Graduate Student University of Wisconsin- Madison Madison, Wisconsin, United States
Disclosure(s):
Jenna Port: No financial relationships to disclose
Introduction/Rationale: With aging, the immune system releases pro-inflammatory factors causing chronic inflammation or “inflammaging”. Within the aged central nervous system (CNS), myeloid cell populations increase due to inflammation-induced myelopoiesis within skull bone marrow compartments. Decreased waste removal through CNS lymphatics worsens inflammation and immune cell buildup, leaving the CNS prone to neurodegenerative disorders. This highlights the need to study CNS drainage sites like the cribriform plate (CP). The CP is a sieve-like structure within the ethmoid bone that holds olfactory bulbs and nerves passing from the CNS to the nasal epithelium. The CP also enables cerebrospinal fluid and waste drainage into nasal lymphatics and olfactory nerves. Previously, our lab has identified that the CP perineural regions contain an immune microenvironment that changes during neuroinflammation. We have shown that CP bone channels connect the bone marrow to olfactory nerve bundles, facilitating immune cell migration into the perineural space. It is unknown how immune cells dock within the perineural niche, and how the perineural microenvironment differs with age.

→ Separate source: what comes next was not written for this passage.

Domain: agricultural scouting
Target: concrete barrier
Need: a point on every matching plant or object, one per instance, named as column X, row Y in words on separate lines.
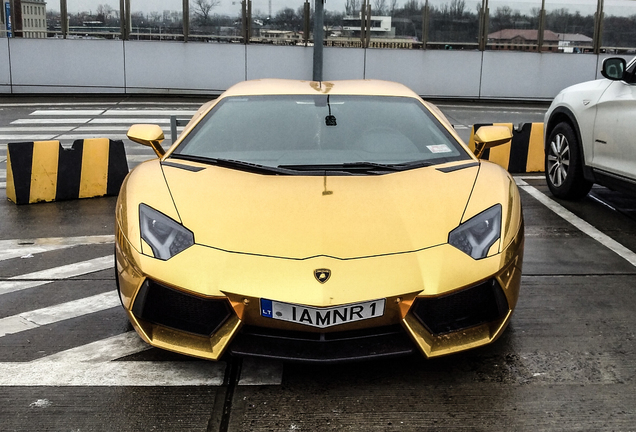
column 523, row 154
column 44, row 171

Methods: Utilizing immunohistochemistry, flow cytometry, and 3D Light sheet fluorescent microscopy
Results: we show that (1) the aged perineural immune environment has an increase in CD11b+ myeloid cells. (2) ICAM1 (CD54) adhesion molecule expression, area, and mean fluorescent intensity increases with age, and identified ICAM-1 as the docking protein located perineurally on TUBB3+ olfactory nerve bundles at the CP in elderly mice and humans. We propose that the accumulation of myeloid cells contributes to nerve damage in aging. We study markers of death (caspase-3) and gliosis (GFAP) within the olfactory nerve bundles to test this hypothesis.
Conclusion: These findings help elucidate the role of ICAM-1 within olfactory nerves and highlights potential therapeutic use of localized ICAM-1 drug therapy to preserve CNS drainage and olfactory nerve health.